The July trade figure states that India’s exports for rose an annual 81% at
$29.3 billion, while imports grew 51% at $40.4 billion. The trade deficit
stood at $11.1 billion, widening from $7.7 billion in June.

An 81% YoY rise in exports, that too at a time when global demand is
sluggish? Seems completely unbelievable!  And this robust growth on exports
data has been coming in for the past eight months. Infact the growth over
the past eight months has been over 30%. India's exports in June rose by
46.4%, while imports increased by 42.4%.

That’s good. But the question which comes to mind is – when exports are
doing well, how come this is not being reflected in the earnings of the
companies. The Trade secretary stated today the export growth is being led
by the engineering sector. Is that really so?

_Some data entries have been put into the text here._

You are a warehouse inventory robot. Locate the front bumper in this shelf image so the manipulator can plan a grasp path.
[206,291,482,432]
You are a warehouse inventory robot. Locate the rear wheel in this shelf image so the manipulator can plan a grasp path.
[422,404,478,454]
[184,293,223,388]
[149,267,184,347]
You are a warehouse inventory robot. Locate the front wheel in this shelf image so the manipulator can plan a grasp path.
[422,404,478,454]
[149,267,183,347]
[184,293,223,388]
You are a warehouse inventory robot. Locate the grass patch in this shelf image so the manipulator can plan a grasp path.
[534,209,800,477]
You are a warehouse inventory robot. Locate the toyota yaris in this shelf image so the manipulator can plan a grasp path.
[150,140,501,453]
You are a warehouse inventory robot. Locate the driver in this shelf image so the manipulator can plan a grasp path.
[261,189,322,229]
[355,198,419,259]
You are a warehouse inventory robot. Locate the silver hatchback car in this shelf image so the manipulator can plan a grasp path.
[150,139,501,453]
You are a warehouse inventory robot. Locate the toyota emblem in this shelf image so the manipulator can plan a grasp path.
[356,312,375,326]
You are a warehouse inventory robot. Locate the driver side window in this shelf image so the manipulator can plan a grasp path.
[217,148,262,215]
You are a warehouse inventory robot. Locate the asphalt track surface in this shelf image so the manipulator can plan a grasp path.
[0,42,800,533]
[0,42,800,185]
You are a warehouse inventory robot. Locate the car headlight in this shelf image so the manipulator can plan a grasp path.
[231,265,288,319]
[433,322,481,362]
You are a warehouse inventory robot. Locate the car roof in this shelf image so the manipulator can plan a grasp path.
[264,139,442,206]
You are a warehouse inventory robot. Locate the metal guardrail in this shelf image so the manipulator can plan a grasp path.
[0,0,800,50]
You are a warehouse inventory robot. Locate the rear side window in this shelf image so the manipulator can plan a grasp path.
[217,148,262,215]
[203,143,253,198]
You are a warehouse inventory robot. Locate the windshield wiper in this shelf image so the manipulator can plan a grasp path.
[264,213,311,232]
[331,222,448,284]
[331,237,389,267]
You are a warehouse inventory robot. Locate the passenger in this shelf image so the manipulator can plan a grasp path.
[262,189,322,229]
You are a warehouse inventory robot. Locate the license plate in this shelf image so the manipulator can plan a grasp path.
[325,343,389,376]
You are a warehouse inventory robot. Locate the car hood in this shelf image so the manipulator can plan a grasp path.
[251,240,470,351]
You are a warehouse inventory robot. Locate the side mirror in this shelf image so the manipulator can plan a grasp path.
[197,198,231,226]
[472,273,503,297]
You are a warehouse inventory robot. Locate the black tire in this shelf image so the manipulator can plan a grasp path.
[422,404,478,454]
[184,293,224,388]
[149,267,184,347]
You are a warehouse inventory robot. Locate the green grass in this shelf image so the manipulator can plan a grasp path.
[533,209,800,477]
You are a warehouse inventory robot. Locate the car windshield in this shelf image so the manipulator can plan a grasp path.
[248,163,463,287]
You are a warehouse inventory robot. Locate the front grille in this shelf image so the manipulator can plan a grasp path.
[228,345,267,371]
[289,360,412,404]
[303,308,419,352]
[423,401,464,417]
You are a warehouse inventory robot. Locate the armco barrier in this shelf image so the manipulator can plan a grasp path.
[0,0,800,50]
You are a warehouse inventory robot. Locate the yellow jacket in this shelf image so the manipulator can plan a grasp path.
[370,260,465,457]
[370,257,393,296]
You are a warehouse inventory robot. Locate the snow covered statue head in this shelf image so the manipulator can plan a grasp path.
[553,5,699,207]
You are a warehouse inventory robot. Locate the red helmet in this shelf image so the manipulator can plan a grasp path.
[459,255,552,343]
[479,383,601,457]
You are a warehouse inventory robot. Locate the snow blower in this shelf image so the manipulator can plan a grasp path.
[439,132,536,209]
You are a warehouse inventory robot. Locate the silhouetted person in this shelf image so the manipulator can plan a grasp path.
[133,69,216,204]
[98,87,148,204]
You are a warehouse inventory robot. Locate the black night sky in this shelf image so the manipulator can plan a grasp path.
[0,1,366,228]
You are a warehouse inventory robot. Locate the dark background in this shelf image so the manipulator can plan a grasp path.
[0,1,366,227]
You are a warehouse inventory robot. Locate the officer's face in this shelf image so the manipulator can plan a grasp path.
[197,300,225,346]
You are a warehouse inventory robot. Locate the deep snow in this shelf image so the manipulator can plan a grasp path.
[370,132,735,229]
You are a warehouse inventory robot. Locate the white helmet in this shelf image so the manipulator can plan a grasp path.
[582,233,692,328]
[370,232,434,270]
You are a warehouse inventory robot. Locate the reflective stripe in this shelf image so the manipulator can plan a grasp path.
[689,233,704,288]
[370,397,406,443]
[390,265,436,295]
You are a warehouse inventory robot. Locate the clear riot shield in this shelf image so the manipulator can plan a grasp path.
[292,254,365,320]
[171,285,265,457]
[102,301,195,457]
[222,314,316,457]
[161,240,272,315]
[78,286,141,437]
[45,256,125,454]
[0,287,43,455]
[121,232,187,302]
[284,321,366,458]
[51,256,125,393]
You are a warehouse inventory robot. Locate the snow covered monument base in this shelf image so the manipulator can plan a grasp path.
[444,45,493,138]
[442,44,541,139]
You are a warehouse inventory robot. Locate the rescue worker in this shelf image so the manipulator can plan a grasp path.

Not just us, there are lot of FIIs and hedge fund managers questioning the
very sanctity of these numbers. Their doubt stems from the discrepancy in
the monthly ‘imports from India’ figures and the numbers put out by the
Government of India for exports. Chinese data of imports from India show
that growth is almost nil in the past eight months, with a dip in May 2011.
Imports from India were at sub-40% level for January and February in
countries like Indonesia, Pakistan, China, South Africa, Iran.

USA is the largest trade partner of India but given the sluggish growth rate
within USA itself, which countries really did help boost Indian exports?  Data
put out by the Govt states that with respect to engineering goods, exports
of Machinery & Instruments, Iron & steel bar/rods, Residual engineering
items, manufactures of metals, ferro alloys, non-ferrous metals, aluminium
other than products, primary & semi-finished iron & steel and transport
equipments saw robust growth.

Logically, based on the sheer performance of companies, it is easy to confer
that engineering showed a marginal growth, the export oriented units were
not buoyant. IIP numbers themselves are an indicator and it has been showing
moderation for past few months. May IIP was down at 5.6% v/s 6.3% on a MoM.
April IIP was down at 6.3% compared to 8.8% on MoM. Somehow India’s
manufacturing story just does not seem to match up with this stunning export
performance.

A look at the data at the ports also does not support these exports. From
April to July 2011, on a YoY, traffic at ports has grown just 4.84%. Iron
ore exports have taken a bad beating which is visible from the negative
growth rate at ports of Mormugoa. Tuticorin, Mumbai and Chennai are the
other ports which have shown a negative growth.

We are ‘seeing’ this resounding export performance in a scenario when S&P
had not yet downgraded the US. With fears of recession plaguing both US and
Europe, what happens to the export numbers now? Moderation is sure or else
the figures would seem all the more ‘tampered’.

Yes, in this world of rampant adulteration, with the Govt seeped in
corruption charges, nothing seems sacred any more; not even the data!